I think there is a good chance that, subconsciously, I buy more bananas than our family can eat just so I have a reason to make banana bread. I'm not really sure the origins of this recipe. My aunt was the first person in my family to bake it. Then, it moved on to my cousin, who mixed things up, and now we all have slightly different variations that make it our own. The one thing I do know is that it's really quite easy. My family is full of a lot of great cooks, but baking was not high on their list---so naturally, our pantries weren't stocked with the usual necessities of a baker, i.e. brown sugar, yeast, or vanilla extract. This recipe doesn't require any of those things (not even an mixer or whisk!) That my friends is why this has become my favorite quick bread recipe. Well, that and it's soooo good---soft, moist, and not overpowering in its sweetness or banana flavor!

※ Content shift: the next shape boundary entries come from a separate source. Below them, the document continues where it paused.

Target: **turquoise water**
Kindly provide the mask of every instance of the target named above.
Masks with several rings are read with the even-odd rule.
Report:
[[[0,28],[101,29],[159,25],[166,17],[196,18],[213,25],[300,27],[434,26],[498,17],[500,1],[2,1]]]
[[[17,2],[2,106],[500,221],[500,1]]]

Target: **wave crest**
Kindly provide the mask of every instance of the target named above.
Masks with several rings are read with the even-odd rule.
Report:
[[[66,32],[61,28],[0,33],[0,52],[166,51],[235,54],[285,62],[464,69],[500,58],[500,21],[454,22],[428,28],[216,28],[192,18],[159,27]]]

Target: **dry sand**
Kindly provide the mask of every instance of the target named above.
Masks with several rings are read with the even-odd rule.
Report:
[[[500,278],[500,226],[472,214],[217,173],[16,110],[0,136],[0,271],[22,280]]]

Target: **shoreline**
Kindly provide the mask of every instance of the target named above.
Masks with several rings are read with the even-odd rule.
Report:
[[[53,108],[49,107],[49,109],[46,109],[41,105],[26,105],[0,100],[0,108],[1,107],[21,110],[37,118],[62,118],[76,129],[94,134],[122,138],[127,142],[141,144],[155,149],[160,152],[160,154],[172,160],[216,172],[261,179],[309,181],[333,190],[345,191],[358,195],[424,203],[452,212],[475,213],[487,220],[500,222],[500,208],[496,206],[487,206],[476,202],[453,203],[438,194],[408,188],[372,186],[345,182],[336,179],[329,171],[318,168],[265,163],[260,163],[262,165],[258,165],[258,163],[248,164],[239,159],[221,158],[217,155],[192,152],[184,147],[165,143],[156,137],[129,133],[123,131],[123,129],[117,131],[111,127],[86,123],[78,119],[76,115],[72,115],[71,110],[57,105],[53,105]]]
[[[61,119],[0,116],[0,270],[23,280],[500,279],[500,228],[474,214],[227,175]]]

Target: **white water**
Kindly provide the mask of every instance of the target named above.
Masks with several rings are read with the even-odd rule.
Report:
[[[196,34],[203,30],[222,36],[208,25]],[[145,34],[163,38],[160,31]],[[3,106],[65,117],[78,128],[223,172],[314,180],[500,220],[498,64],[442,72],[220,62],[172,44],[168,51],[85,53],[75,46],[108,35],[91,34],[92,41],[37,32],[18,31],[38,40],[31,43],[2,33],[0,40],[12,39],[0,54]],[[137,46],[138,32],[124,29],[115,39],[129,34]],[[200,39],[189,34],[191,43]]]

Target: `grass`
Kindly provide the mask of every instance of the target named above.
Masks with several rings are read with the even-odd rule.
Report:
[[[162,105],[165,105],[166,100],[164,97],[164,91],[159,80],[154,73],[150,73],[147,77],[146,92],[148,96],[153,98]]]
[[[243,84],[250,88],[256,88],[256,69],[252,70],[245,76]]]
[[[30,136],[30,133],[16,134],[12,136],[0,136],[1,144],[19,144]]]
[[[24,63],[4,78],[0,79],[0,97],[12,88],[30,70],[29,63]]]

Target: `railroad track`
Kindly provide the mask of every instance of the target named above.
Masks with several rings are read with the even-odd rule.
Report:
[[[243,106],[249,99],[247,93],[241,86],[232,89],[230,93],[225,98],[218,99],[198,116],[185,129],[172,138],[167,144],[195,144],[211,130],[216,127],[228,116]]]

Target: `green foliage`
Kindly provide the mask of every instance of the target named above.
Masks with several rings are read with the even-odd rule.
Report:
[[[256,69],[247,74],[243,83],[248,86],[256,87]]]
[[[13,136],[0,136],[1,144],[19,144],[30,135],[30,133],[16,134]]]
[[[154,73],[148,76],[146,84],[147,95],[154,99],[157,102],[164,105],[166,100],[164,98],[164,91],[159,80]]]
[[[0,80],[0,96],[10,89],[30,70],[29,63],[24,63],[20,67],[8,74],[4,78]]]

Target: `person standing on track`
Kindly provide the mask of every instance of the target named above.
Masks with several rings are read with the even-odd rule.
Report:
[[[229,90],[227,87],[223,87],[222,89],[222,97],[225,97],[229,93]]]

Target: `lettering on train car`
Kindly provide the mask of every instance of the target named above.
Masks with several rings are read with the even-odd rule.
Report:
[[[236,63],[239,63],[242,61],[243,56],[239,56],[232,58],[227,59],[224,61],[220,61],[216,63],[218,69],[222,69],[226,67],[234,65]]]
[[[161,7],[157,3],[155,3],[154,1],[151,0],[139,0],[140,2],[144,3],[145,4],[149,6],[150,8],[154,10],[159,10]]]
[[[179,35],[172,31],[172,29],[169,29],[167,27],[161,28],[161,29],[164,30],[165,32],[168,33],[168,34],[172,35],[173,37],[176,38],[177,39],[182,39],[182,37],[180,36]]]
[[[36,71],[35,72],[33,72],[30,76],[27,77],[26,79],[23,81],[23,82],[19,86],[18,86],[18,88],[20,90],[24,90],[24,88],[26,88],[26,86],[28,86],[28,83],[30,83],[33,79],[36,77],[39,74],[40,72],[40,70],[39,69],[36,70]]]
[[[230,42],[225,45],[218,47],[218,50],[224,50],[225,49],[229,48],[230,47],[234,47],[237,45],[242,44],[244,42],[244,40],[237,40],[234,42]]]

For this recipe, you will need:
1 Stick of Melted Butter
2 Eggs
1 and 1/4 Cups of All Purpose Flour (Whole Wheat is fine too)
1/2 Cup Sugar
3/4 tsp Baking Soda
1/2 tsp Salt
2 Medium Sized Ripe Bananas
*Optional: 1/2 to 3/4 Cups of "Mix In" -- I used Semi Sweet Chocolate Chips, but you can use your favorite baking nut or a mixture of both. I highly recommend adding a "Mix In" because without it, the bread can be a little soggy.
Preheat your oven to 350 degrees. Meanwhile, prepare your batter! Mash up your bananas with a fork. They should be lumpy when done.
Mix all the ingredients in a bowl, except for the "Mix In" chocolate chips. Mix for a minute or two with a spatula until well combined. Yay! No need to haul out the giant mixer for this one folks!
When the batter is well combined, gently fold in your "Mix In" until well incorporated. Mmmm...chocolate....
Pour the finished batter into a greased 7" by 9" baking dish and bake at 350 degrees for 30 minutes (oven times may vary)
It should look like this when done. Allow to cool at least 10 minutes before slicing --- that is probably the most difficult step in this whole recipe. Enjoy everyone!